If you express the adiabatic condition in terms of T and V, it is simply a matter of finding the ratio of final T to initial T. Since W = ΔU you just have to find the change in U.

AM

3. Oct 16, 2012

### chris_avfc

No initial temperatures.
It is an ideal gas.

I was using that p for the substitution for dw=-pdv though, so now I'm confused.

4. Oct 16, 2012

### Andrew Mason

If you substitute P = nRT/V in the adiabatic condition you get:

$$PV^\gamma = K = nRTV^{\gamma - 1}$$

So $TV^{\gamma -1} = \text{constant}$

To find the final T, use:

$$T_f/T_i = \left(\frac{V_i}{V_f}\right)^{\gamma - 1}$$

so $\Delta T = T_f - T_i = T_i(\left(\frac{V_i}{V_f}\right)^{\gamma - 1} - 1)$

Using W = ΔU = nCvΔT you can develop the expression for W. You have to know what the Cv is though. If it is a monatomic ideal gas, Cv = 3R/2

AM

5. Oct 16, 2012

### chris_avfc

Okay, I recognise the TV equation, just never though to combine the other two constants with the one.
The heat capacity equation is also in my notes, so I get all of that.

I end up with:

3/2 RT [2^(gamma-1)- 1]

Where the T is the initial temperature.
Obviously R is a constant that the value is known of.
You aren't given any value for T or gamma, so I am struggling to see how to go any further?

Thank you very much by the way.

6. Oct 16, 2012

### Andrew Mason

You can't. The work needed to compress a mole of gas to half its volume depends on the initial temperature. The hotter it is, the more work that is required.

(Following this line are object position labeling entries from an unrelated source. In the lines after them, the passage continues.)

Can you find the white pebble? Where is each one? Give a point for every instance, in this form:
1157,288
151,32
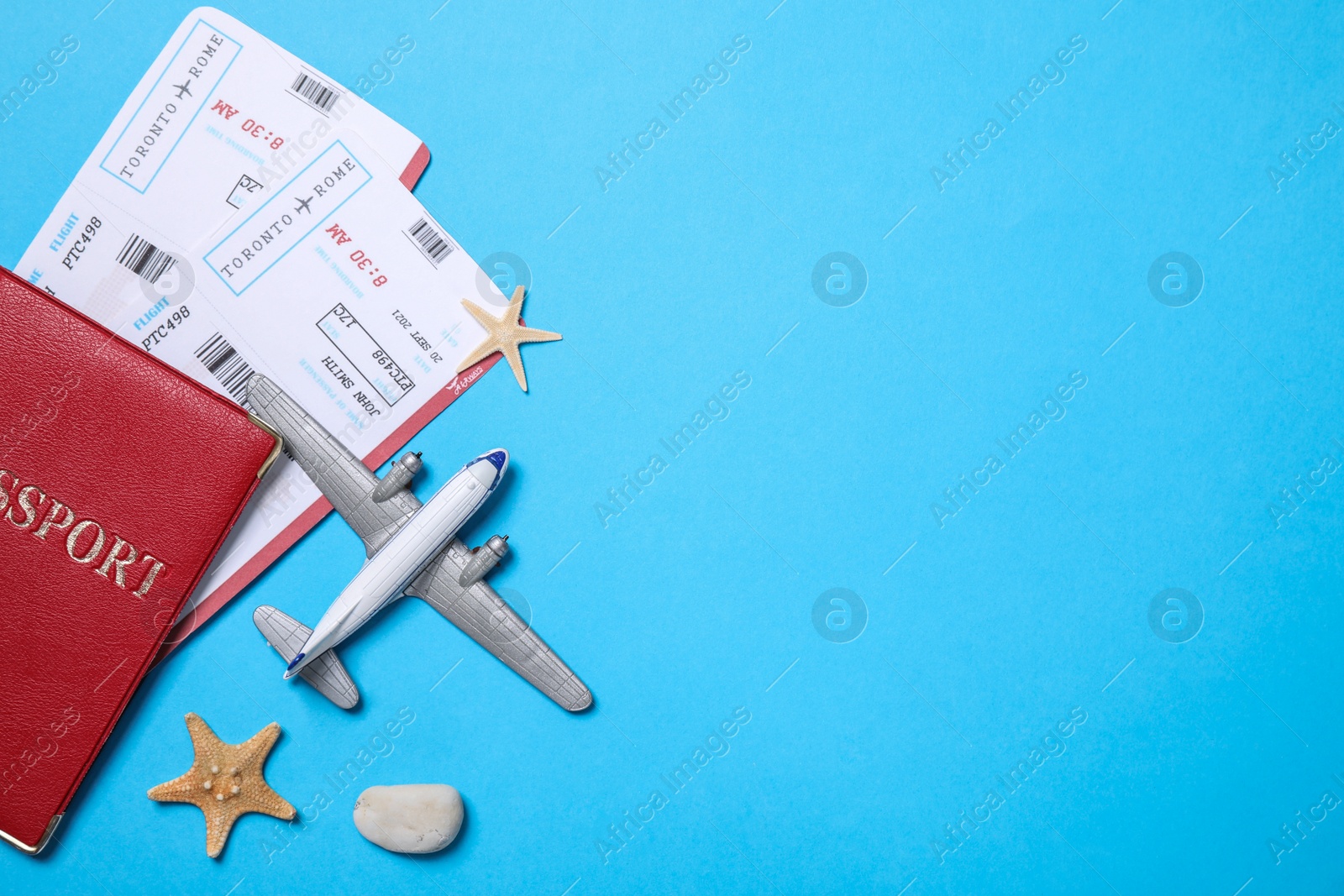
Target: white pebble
409,819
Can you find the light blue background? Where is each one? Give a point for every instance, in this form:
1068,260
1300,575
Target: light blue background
692,602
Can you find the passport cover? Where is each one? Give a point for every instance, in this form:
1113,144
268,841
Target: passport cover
118,481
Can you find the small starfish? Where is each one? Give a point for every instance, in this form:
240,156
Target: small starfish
503,335
225,781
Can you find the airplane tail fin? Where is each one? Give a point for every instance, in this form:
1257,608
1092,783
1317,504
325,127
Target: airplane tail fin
324,672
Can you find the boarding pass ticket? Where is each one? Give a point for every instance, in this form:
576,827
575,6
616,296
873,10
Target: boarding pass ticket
221,118
346,291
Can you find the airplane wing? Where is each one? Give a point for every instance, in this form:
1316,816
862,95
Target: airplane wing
490,621
326,673
342,477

PS Does the question refer to the ideal gas as monatomic? Your use of 3R/2 for Cv is for monatomic gases. This would mean that $\gamma = 5/3$

AM

Last edited: Oct 17, 2012
7. Oct 17, 2012

### chris_avfc

Yeah a couple of hours after I replied, I was looking over my notes and I saw that value for $\gamma$, substituted it in and it worked out great.

Thanks for all the help mate, it has been really useful.